Two trans members of Make the Road/New York’s LGBTQ Justice Program were turned down for fast-food jobs in 2008, six years after the city banned gender identity based job discrimination. Which is hardly news, in and of itself–job discrimination against transgender, transsexual and gender-nonconforming people is tremendously common, and looking at the statistics for POC or women, it’s not hard to figure out that simply outlawing employment discrimination doesn’t end it.
But anything resembling hard facts about anti-trans discrimination are hard to come by. When their members got passed over for jobs, Make the Road decided to work on that. The end result is this recent 22 page report, aptly titled Transgender Need Not Apply, which details their DIY trial of a sociological technique–matched pair studies–to get some numbers to show the rational-fetishist crowd. You can guess how that turned out.
How it Worked
They picked two pairs of their members who were similar in as many ways as they could control for–one team was composed of Asian-American women in their late 20′s, the other of white men in their mid 20′s. The experimental difference was that one member of each pair was cis and the other was trans, and the the trans applicants disclosed their status on applications and in interviews. They were outfitted with made-up resumes that gave them similar backgrounds and experience, with a slight advantage to the trans team members. And they underwent serious training to match their demeanors and interview behavior as much as possible.
The pairs then set out to apply for jobs at high-end retail stores–J. Crew, Trader Joe’s, Starbucks, Brookstone, etc. 24 different stores in all, for a total of 42 applications for each experimental group.* The cis testers got 14 job offers. The trans testers got 2. The way the numbers shake out, that totals to a discrimination rate of 42% against trans applicants, which is, well, pretty freaking high as discrimination stats go. How does 14:2 equal only 42%? The employers were saved some by that fact that many stores didn’t offer anyone a job, and a single store (the Virgin Megastore) picked the trans applicant over their cis counterpart. Once.
What Does it All Mean?
In their report, MtR were careful to point out that their study is too small to tease out intersectional discriminations, which they assure us they’ d like to do in a larger study that could measure the degree to which race and class factors interact with transphobic discrimination (I’d put my money on ‘multiplicatively’ or ‘exponentially,’ if anyone at the Radical Scientist Gambling Parlor were dumb enough to take the other side of that bet)
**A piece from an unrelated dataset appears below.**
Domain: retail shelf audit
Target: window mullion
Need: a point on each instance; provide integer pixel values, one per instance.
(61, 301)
Personally, I’d be curious to see how trans men fare vs trans women, as there’s plenty of anecdotal evidence that transmisogyny (that is, the particular cocktail of misogyny and transphobia aimed at trans women & other male-assigned trans people) is a huge, huge magnet for job discrimination, even compared to the transphobia-served-neat (and often with a chaser of male passing privilege)** faced by trans men. Unfortunately, with only 2 freaking job offers going to the trans testers, this particular study isn’t going to help there. You can’t study intra-community differences in hiring until someone hires some more freaking trans people. Like, a statistically significant number of trans people. Sheesh. We may be waiting a while for that one.
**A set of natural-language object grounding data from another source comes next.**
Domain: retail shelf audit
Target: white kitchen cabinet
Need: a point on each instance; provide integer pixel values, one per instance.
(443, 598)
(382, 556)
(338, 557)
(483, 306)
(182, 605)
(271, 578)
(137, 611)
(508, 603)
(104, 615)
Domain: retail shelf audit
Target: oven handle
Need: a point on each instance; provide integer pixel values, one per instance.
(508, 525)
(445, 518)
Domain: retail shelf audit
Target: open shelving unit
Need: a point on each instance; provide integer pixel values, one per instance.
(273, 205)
Thanks to Questioning Transphobia for picking up this story before me.
*Note that an experimental group is made up of the all subjects sharing a variable. So, the two cis testers are one experimental group and the trans testers are the other. Meanwhile, we also have two teams, one of a trans woman and a cis woman, and another with a trans guy and a cis guy. I know it’s a mess, but obviously, it matters how you divvy up the data.
**No more liquor metaphors, I promise. Not till we get farther into the weekend, at least.